The causes and risk factors for ADHD are unknown, but current research shows that ADHD is likely caused by a combination of factors, including:

  • Genetics
  • Brain injury
  • Environmental exposures (e.g., lead)
  • Alcohol and tobacco use during pregnancy
  • Premature delivery
  • Low birth weight

Parenting, or social, and certain environmental factors may or may not cause ADHD, but these factors might make symptoms worse.

Attention Deficit Hyperactivity Disorder (ADHD) Diagnosis

Diagnosing ADHD involves several steps. There is no single test to diagnose ADHD, and many other problems, like anxiety, depression, and certain types of learning disabilities, can have similar symptoms. Often, a medical exam, including hearing and vision tests, is conducted to rule out other problems with symptoms like ADHD. Another part of the process may include a checklist for rating ADHD symptoms and taking a history of the child from parents, teachers, and sometimes, the child.

Living With Attention Deficit Hyperactivity Disorder (ADHD)

Living with ADHD can difficult for the person with the disorder and his or her family, friends, and teachers. Daily tasks are challenging for people with ADHD and relationships can be negatively affected. The symptoms and severity of ADHD vary and the disorder affects everyone differently.

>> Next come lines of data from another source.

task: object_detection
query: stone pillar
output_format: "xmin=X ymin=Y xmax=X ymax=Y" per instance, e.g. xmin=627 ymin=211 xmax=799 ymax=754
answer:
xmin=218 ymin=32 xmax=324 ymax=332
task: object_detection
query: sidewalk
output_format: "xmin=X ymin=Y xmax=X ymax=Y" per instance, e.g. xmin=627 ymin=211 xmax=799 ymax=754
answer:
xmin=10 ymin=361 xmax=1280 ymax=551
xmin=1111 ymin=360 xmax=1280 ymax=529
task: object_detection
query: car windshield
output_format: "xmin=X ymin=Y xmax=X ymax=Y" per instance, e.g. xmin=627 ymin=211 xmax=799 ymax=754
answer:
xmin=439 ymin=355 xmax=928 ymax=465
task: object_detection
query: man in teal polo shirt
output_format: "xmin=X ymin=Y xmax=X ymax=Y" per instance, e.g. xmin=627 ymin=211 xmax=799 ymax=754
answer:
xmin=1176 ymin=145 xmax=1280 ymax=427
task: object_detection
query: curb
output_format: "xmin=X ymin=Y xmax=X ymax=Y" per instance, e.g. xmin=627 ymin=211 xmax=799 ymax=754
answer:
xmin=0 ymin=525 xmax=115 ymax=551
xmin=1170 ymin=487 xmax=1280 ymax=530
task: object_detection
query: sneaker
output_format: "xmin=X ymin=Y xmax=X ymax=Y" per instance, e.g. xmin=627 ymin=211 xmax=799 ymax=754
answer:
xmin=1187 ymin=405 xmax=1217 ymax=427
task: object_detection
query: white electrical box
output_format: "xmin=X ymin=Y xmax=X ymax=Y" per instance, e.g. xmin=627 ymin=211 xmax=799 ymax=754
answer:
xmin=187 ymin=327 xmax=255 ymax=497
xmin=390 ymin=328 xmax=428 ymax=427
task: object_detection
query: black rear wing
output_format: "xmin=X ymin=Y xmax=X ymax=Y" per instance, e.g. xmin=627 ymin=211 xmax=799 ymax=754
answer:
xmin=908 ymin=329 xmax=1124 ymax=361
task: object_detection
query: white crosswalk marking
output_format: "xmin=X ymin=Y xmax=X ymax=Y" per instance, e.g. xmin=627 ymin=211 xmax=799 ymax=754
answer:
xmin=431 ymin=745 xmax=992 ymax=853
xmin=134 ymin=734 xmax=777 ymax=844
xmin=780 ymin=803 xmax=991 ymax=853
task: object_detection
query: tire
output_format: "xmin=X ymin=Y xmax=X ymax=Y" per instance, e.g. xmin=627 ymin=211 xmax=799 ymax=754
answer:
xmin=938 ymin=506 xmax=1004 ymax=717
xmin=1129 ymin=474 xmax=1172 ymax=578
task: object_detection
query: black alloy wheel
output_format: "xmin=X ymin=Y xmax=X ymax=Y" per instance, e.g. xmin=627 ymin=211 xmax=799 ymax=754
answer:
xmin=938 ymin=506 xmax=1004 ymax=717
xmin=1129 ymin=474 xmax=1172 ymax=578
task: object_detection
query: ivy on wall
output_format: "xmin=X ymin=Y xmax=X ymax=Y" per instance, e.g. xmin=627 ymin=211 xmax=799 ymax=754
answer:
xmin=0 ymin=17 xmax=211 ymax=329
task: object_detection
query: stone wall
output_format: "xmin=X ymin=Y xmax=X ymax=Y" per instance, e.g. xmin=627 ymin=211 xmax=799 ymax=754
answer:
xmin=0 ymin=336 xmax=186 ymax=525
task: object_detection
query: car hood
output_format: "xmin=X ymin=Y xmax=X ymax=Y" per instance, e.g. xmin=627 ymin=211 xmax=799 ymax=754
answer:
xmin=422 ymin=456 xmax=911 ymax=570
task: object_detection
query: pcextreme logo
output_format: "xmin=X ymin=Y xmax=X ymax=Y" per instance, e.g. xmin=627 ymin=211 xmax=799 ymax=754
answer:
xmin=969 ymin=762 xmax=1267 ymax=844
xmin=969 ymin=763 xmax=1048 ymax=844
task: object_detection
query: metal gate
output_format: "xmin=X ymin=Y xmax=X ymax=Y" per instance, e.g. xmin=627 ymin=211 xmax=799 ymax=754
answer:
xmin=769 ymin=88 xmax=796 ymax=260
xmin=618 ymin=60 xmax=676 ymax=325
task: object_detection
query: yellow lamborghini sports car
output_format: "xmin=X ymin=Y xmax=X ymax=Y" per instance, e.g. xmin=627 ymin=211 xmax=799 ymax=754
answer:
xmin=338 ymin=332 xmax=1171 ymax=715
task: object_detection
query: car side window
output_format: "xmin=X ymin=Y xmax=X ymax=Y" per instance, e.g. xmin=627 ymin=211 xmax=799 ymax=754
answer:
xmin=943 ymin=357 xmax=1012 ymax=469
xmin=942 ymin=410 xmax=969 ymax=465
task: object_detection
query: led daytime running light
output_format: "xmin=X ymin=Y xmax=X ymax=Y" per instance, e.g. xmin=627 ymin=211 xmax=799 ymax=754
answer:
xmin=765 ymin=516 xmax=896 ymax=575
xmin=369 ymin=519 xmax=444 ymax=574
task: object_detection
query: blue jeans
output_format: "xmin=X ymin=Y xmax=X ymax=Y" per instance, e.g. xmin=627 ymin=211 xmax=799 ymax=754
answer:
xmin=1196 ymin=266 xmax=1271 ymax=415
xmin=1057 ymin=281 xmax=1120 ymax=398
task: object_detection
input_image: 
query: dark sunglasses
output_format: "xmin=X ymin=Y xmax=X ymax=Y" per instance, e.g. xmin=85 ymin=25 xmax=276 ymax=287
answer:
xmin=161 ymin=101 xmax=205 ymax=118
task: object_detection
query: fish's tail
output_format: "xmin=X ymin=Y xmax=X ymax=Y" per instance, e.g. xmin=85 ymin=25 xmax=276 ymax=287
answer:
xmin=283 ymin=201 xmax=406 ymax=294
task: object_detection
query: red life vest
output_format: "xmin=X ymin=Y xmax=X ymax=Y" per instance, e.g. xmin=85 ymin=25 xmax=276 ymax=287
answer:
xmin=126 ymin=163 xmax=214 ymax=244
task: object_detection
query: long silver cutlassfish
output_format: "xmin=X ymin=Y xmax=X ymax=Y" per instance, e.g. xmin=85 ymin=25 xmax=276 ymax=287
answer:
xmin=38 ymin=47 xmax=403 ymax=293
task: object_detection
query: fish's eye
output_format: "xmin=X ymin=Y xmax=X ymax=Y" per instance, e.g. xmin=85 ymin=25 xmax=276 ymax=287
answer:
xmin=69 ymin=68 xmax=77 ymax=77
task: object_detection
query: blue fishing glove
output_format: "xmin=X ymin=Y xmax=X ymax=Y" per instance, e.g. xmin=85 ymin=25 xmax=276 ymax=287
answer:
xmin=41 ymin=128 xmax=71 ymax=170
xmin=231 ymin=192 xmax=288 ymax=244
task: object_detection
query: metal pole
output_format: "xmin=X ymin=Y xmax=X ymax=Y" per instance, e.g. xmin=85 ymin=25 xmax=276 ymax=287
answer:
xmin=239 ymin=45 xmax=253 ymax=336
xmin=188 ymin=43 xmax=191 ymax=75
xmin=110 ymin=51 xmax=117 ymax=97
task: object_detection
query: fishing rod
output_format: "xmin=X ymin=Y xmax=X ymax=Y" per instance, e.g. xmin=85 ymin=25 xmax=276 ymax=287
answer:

Attention Deficit Hyperactivity Disorder (ADHD) Treatments

Treatment for ADHD focuses on reducing symptoms and improving daily function. In most cases, ADHD is best treated with a combination of behavior therapy and medication. Medications can improve symptoms related to inattention, impulsive behavior, and hyperactivity. These include stimulants, such as amphetamines (Adderall,Vyvanse) and methylphenidates (Ritalin,Concerta, Focalin), and non-stimulants, such as atomoxetine(Strattera)and guanfacine (Intuniv). Antidepressants may also be used as part of ADHD treatment. No single treatment approach is appropriate for every person with ADHD. Treatment should be individualized and continually assessed to ensure that it meets the changing needs of the person with ADHD.